By doing this I get an ever expanding test set, as well as I prevent retraining the whole model (essentially I can throw away the old data as the model has learnt from it). The new model generated is just a fine-tuned version of the old one.

I have some questions, regarding this approach:

  1. Are there any obvious drawbacks in doing this?
  2. Would the model ever need to be completely retrained (forgetting everything that was learnt before, and training the model with new train/test splits ) after some time or can the approach I described above continue indefinitely ?
  3. What should be the condition for swapping the existing deployed model with the newly fine-tuned model ?

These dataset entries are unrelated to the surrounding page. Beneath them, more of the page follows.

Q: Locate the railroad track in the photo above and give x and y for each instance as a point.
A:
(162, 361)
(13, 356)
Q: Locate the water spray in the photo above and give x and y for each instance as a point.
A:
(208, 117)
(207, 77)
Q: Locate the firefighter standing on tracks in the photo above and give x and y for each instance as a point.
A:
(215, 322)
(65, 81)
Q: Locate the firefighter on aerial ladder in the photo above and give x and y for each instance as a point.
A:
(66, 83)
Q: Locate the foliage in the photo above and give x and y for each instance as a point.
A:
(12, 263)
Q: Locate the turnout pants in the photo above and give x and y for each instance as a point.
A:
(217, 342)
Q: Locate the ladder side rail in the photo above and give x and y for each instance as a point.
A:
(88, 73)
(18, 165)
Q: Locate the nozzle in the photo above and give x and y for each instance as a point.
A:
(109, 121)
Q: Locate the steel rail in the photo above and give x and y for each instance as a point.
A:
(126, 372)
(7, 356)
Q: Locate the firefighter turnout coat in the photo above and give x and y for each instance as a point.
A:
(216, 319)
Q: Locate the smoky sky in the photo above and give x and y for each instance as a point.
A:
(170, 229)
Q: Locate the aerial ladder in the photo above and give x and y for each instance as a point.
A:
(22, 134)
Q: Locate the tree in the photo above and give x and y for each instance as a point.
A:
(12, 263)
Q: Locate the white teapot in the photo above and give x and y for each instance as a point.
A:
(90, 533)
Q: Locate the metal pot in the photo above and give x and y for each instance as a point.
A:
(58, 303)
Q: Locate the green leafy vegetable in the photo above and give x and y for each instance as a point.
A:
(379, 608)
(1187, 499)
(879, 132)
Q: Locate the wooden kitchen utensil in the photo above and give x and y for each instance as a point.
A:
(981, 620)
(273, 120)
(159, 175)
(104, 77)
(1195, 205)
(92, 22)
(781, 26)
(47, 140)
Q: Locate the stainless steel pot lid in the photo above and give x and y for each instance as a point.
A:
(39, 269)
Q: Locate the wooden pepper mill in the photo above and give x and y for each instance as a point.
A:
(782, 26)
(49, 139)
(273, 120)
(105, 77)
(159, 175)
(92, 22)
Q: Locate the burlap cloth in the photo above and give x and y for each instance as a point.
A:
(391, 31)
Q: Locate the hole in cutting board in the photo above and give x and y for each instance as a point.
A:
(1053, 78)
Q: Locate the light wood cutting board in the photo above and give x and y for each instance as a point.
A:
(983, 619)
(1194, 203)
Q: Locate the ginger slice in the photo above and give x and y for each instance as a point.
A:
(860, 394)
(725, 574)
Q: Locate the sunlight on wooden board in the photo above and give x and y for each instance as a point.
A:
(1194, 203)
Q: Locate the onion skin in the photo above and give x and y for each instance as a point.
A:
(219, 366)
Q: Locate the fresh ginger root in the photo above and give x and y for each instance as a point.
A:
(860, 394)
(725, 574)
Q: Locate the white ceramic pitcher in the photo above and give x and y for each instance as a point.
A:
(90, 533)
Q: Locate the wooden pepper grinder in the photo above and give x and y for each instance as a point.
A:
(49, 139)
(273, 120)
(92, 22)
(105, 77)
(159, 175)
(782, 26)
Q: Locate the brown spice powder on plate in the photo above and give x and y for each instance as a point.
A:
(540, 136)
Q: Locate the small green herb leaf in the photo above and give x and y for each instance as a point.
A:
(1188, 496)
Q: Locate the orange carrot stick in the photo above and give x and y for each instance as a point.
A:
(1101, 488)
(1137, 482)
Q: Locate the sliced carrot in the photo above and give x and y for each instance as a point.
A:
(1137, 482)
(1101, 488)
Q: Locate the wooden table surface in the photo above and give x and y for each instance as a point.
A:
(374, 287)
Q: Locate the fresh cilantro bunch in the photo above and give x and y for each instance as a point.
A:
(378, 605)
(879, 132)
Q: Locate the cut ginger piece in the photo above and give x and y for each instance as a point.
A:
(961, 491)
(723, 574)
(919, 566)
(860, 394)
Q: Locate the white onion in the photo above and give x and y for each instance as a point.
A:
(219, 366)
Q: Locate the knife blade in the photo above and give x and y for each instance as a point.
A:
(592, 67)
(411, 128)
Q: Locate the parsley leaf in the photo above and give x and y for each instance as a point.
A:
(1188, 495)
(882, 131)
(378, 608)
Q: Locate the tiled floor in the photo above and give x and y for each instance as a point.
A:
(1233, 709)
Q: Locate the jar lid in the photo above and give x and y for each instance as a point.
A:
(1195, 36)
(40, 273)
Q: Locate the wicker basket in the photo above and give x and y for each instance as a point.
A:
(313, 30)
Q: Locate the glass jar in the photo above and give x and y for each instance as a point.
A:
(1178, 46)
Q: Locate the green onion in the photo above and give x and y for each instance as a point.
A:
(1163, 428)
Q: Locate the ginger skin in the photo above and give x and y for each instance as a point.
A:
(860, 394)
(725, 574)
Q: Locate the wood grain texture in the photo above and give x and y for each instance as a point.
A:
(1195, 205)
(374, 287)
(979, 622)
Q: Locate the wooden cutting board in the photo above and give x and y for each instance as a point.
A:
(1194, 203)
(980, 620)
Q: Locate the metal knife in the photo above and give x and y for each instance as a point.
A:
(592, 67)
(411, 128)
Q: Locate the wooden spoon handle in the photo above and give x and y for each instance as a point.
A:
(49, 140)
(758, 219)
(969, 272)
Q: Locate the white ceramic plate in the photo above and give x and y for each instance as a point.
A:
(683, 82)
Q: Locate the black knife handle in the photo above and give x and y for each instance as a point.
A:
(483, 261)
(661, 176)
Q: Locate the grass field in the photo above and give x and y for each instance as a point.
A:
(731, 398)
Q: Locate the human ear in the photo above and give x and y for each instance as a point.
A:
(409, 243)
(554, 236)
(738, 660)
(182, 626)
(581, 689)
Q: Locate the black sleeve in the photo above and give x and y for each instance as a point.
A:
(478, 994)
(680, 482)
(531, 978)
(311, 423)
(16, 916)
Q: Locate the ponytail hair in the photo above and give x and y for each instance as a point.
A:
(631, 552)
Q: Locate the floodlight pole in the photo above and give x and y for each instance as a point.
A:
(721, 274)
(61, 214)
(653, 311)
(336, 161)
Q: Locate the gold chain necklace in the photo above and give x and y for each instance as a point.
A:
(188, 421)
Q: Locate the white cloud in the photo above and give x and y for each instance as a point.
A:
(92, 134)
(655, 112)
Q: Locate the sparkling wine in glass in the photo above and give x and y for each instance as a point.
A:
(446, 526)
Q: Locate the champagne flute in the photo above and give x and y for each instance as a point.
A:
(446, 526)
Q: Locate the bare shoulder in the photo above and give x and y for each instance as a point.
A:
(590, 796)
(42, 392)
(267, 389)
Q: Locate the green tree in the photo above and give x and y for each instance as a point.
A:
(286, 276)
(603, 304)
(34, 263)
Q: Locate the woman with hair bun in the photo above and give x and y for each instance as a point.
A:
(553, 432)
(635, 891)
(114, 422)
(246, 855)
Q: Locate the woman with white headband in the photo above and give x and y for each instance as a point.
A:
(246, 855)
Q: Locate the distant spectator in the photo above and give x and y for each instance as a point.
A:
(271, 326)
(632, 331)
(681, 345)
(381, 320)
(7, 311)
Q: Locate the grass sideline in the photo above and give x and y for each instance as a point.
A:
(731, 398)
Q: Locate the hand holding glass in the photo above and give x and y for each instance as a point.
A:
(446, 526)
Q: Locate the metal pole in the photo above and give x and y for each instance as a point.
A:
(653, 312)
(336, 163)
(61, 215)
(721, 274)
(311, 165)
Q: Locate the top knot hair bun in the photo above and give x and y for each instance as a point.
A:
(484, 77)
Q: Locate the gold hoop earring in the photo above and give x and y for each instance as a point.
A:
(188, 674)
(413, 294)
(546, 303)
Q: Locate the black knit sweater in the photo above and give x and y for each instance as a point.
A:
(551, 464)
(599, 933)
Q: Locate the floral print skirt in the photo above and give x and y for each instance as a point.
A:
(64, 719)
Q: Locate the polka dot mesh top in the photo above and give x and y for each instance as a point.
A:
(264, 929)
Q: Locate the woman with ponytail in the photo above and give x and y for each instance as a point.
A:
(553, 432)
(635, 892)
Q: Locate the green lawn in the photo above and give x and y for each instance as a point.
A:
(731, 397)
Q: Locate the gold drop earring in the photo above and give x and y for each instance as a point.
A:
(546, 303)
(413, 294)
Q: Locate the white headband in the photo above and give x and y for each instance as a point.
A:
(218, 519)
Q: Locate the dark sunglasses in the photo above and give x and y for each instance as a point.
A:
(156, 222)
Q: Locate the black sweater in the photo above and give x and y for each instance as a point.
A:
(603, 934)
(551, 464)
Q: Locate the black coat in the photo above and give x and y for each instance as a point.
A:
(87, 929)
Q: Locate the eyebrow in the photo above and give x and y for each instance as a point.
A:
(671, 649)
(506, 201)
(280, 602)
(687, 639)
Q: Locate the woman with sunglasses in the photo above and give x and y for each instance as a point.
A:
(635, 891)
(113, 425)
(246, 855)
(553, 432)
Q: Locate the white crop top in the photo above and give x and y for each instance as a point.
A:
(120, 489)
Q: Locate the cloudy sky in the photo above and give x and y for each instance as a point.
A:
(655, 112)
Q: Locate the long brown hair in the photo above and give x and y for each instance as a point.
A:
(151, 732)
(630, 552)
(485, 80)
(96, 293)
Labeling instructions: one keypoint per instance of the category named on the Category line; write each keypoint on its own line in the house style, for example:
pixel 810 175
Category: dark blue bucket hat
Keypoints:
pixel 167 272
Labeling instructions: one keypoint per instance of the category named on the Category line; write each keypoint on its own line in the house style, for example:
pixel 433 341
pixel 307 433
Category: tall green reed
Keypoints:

Posted 2016-08-11T17:48:38.837

Reputation: 263

Excuse a neophyte, please. You must have a very special dataset for it to come labeled, yes? Supervised labeling is by nature costly and slow. – xtian – 2016-08-12T10:13:09.987

@xtian Cost of supervised labelling and time it takes is significantly dependent on the problem. Lets say you had ML model that predicted when someone walks in a dealership will he buy the car or not (given person attributes) ? Your labeled data collection is relatively fast in this case. In a day, you might get 100+ labeled samples. – trailblazer – 2016-08-12T16:41:14.653



I think this is a good approach in general. However:

  • Fine-tuning your model (online learning) depends a lot on the algorithm and model how well this works. Depending on your algorithm it might be wise to retrain the whole thing

  • Your sample space might change overtime. If you have enough data maybe retraining every few days/weeks/months over only the last year worth of data might be better. If your old samples don't represent the current situation as well having them included might hurt your performance more than the extra samples help

  • The biggest condition is if it's tested and how much downtime it involves, but in general swapping more times is better, and this can be automated

Jan van der Vegt

Posted 2016-08-11T17:48:38.837

Reputation: 8 538

Thanks for the reply ! I am currently using ensembles methods such as Random Forest, and Gradient Boosted Trees. The reason I did not mention the them, as I wanted to know how good the approach is agnostic to the type of algorithm. – trailblazer – 2016-08-11T18:10:00.463

About the sample space, don't you think that can be handled with giving weights to the observations ? building some sort of time notion. – trailblazer – 2016-08-11T18:10:59.317

@trailblazer adding trees to your forest is a decent approach I think, never tried it but there should be literature about it. Look for online learning. Algorithm agnostic will not be possible because some algorithms can only learn over the whole set. – Jan van der Vegt – 2016-08-19T07:50:05.913

@trailblazer with regards to the sample space question, that could work for some algorithms but not for others, this again depends on the online learning possibility but you would also need to keep increasing weights or retrain on everything, you cannot retroactively decrease the weight on older samples without retraining – Jan van der Vegt – 2016-08-19T07:51:37.663


It mainly depends on the kind of learning your ml algorithm does. For Offline learning: re training the whole thing is wise as some algorithm require your full data to generate better assumption. Online learning : Your model can be fine tuned to the recent or latest data with update in model as the data arrives.

yash kumar

Posted 2016-08-11T17:48:38.837

Reputation: 1